Page may contain affiliate links. Please see terms for details.

orbiter

Well-Known Member
Location
Hertfordshire
col said:
The reality is I think that we will never be treat like traffic the same as cars. To think we will is unrealistic. We are the slower and smaller and will always be treat that way. The trick is to adapt to it and not try to force our wishes on to other vehicles. Its more enjoyable and relaxing that way.

Just home from a few days in Amsterdam I find that that a sad attitude - and wrong, as 'slow' (in towns? I don't think so!) and small doesn't matter there. OK, there are zillions more cyclists there and the laws are different but it shows what's possible.

I like relaxed cycling too but occasionally have to force my wishes on other vehicles for my own safety; ditto when in my car.

Pete
 

Twanger

Über Member
It's been five weeks since I started commuting by bike again. So far I have been cut up more by other cyclists than by drivers. I am particularly thinking of the girl who overtook me from the inside just by Waterloo station, almost pushing me into a bus, last week. Just pushed through. I was nothing but an obstacle. Some cyclists seem to think that as cyclists they de facto have the moral high ground. However a cyclist who behaves like a **** on the road is no better in any way that a driver who does the same.

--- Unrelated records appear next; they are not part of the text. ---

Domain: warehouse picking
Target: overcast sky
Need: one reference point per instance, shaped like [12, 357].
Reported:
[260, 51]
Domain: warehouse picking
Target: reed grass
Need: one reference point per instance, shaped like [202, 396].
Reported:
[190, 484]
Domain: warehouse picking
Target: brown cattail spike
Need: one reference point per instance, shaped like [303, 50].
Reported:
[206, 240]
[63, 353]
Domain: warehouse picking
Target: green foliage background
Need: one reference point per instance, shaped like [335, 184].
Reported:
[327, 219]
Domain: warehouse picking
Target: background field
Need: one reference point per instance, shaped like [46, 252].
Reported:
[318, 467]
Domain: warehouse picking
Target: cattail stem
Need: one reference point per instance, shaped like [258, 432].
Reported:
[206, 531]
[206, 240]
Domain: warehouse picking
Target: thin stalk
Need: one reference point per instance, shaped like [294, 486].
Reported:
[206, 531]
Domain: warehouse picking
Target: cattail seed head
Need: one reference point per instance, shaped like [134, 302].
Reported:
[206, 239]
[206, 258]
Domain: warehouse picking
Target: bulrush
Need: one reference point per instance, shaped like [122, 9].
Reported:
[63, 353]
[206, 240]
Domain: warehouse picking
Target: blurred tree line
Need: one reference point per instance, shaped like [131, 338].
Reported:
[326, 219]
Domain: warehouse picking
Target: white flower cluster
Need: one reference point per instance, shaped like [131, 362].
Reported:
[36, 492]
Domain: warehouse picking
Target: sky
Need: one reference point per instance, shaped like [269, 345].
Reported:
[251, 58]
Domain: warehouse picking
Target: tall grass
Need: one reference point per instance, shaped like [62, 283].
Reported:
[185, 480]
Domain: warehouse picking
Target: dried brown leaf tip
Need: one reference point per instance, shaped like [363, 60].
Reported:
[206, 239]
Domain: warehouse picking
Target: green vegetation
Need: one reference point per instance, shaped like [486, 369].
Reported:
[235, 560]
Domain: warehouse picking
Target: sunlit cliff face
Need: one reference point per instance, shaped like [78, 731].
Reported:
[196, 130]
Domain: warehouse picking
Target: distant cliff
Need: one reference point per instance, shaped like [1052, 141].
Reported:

At the junction of Brixton Road and Kennington Park Road there are always a couple of cyclists who jump the lights and saunter out over the road. Not now and then. Every single morning for the past five weeks. And on the return journey, turning into Kennington Park Road from Kennington Road, I almost always have to stop at the lights. I am always passed by riders who form a "sandbar of idiocy" out into the road. And when the lights change, and the peloton starts over to turn right into the bus lane towards clapham and Brixton there is always a guy jumping the lights from the left, going into the lane we are all going into, and that is not just discourteous, it is dangerous.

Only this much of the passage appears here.